While my parents could not completely shelter me from public American high school, I understood why they worried about me so much as a teenager. Peer groups matter and my parents understood that. I was by no means an angel, nor did I never rebel, but my rebellion looked extremely different: talking to boys and sometimes wearing clothes that were out of the question in a typical South Asian Muslim family. Other than that, I could not afford much rebellion if I wanted to leave my hometown for college. Too much of my family and community were looking for an opportunity to say, “Your daughter will not behave if she goes away.”
And you know what? It served me well.
Of course, I craved the freedoms that my non-Muslim or non-South Asian friends had many times. I could not understand why everything that came with being a typical American high school teenager was a problem. School dances were out of the question unless my brother was with me, although, they did lighten up once when they knew my group of friends. They had to know everywhere and everyone I was with after school.
Any outing or concept of “hanging out” was not going to come without twenty questions. Coming home beyond 9 or 10 p.m. at night meant another twenty questions. Sleepovers did not happen, and the term boyfriend was not something I could utter.
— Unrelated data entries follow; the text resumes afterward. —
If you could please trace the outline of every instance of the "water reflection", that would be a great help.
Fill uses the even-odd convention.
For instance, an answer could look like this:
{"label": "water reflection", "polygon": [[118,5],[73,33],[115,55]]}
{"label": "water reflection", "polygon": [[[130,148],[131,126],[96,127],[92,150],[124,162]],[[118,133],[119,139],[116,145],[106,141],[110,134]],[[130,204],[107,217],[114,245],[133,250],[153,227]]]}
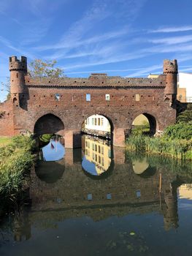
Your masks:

My grades had to remain high – and sometimes I probably was more strict on myself with this than my parents.
While this lead to my own form of teenage angst and arguments between us, I grew much closer to my parents as an adult. I was lucky that they helped me understand my value in terms of my hard work rather than the opinion of boys. Maybe it was not through empowerment campaigns or direct messages, but rather in the parenting itself. In some ways, I related to the children of Amy Chua, the author of Battle Hymn of the Tiger Mother.
While my parents were not at the same level as Chua, the idea was very similar, regardless of how you feel about Chua herself or her methods. They expected my brother and me to spend all the time needed to make straight A’s (my brother actually fulfilled this expectation way better than I did). It came with a high level of pressure, but it also paid off when it came to killing it in life – including the bouncebacks from failures and shortcomings. Sure, grades are not everything, but the discipline of keeping high standards is not something I ever regret.
My parents were not perfect. Nobody’s parents are. While some aspects of their parenting made being a second-generation kid harder than my peers, it shaped me. I would not be surprised if I used some of their methods for any children I have in the future.